Roughly 600,000 people were arrested for marijuana-related offenses nationwide in 1995 alone. In 15 states, mandatory minimum laws actually require life sentences for certain nonviolent marijuana offenses. "What happens time and time again in the drug war is that big shots are treated differently from other people," noted Hoover Institution fellow Joseph McNamara in an interview about the Houston case with Salon.com. "This goes on all the time with relatives of congressmen and senators where rules that are mandatory for others don't seem to apply."
Houston faces no consequences for breaking the law. She must simply complete "a probation-like program." Her attorney promises that she will exhibit good behavior. But that is something she seems congenitally incapable of doing.
The six-time Grammy Award winner started her career as a gospel singer, but shows little reverence these days for anything other than her own image and indulgence. A recent profile in Jane magazine featured a fax from Houston's management team demanding food required at her photo shoot, starting with "Deer Park Water, at room temperature" and ending with "Gummy bears." She once threw a tantrum and held up a music video production for four hours over a "completely inadequate" dressing room chair.
"The greatest love of all," proclaimed one of Houston's first hit songs, "is learning to love yourself." Who knew she'd take the melodic cult of self-esteem to such excessive heights?
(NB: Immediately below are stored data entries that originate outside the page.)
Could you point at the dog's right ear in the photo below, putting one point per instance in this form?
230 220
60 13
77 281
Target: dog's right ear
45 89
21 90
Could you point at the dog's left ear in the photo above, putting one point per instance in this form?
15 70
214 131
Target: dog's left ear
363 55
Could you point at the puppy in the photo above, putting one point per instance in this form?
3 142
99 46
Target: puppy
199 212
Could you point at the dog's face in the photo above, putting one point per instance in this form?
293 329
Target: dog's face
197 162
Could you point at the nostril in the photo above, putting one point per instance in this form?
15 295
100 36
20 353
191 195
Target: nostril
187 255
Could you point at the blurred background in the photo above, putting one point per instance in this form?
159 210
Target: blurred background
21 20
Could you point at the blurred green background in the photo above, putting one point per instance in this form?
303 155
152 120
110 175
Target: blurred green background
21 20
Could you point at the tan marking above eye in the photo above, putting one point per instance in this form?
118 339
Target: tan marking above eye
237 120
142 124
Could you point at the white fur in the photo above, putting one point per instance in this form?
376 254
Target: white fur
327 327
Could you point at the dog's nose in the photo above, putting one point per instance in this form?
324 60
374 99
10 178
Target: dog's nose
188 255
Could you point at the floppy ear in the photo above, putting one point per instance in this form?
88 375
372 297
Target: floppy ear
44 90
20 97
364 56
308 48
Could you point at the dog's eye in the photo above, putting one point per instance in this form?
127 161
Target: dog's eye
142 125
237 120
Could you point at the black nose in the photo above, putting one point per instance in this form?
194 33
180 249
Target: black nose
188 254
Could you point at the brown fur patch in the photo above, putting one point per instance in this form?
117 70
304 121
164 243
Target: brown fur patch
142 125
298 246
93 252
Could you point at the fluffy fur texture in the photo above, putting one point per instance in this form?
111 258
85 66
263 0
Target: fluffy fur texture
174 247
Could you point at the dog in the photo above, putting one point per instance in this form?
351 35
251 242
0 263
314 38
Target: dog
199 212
"I'm not exactly sure what the exact definition of a diva is," wrote the reporter for Jane magazine who interviewed Houston. "My guess is it's an artist who initially agrees to let you into her home to do an interview and then changes her mind. Maybe it's a woman who invites you out to dinner then cancels an hour before. I'm a hundred percent sure that a diva is also a woman who shows up for a photo shoot four hours late."
Houston has a penchant for being tardy, canceling concerts, and skipping out of public engagements. She bailed out of her own father's 80th birthday party, but found time to attend demagogue Louis Farrakhan's "Million Family March" last month in Washington, D.C., with her husband, recording artist Bobby Brown (a convicted drunk driver and playboy who has fathered at least four children with three different women). Houston seems to share Farrakhan's anti-Semitic leanings. She referred in a profanity-laced media interview to a jeweler as "this Jew guy on Diamond Row in New York," but has yet to receive any John Rocker-style sensitivity training from her record label.
For some inexplicable reason, Whitney Houston remains a popular role model. In a recent interview with Ebony magazine, she shared her parenting advice: "As a mother you try to give your child the best that you can," she said, "and the best thing I can give (to my daughter) is the love of God, and to teach her the way I was taught. Whatever you do, train a child up in the way of God, no matter what."
Before she gives other mothers advice, Houston would do well to grow up and relearn some basic lessons in doing unto others and leading by example. Living by a diva double standard is no way to teach a child right from wrong.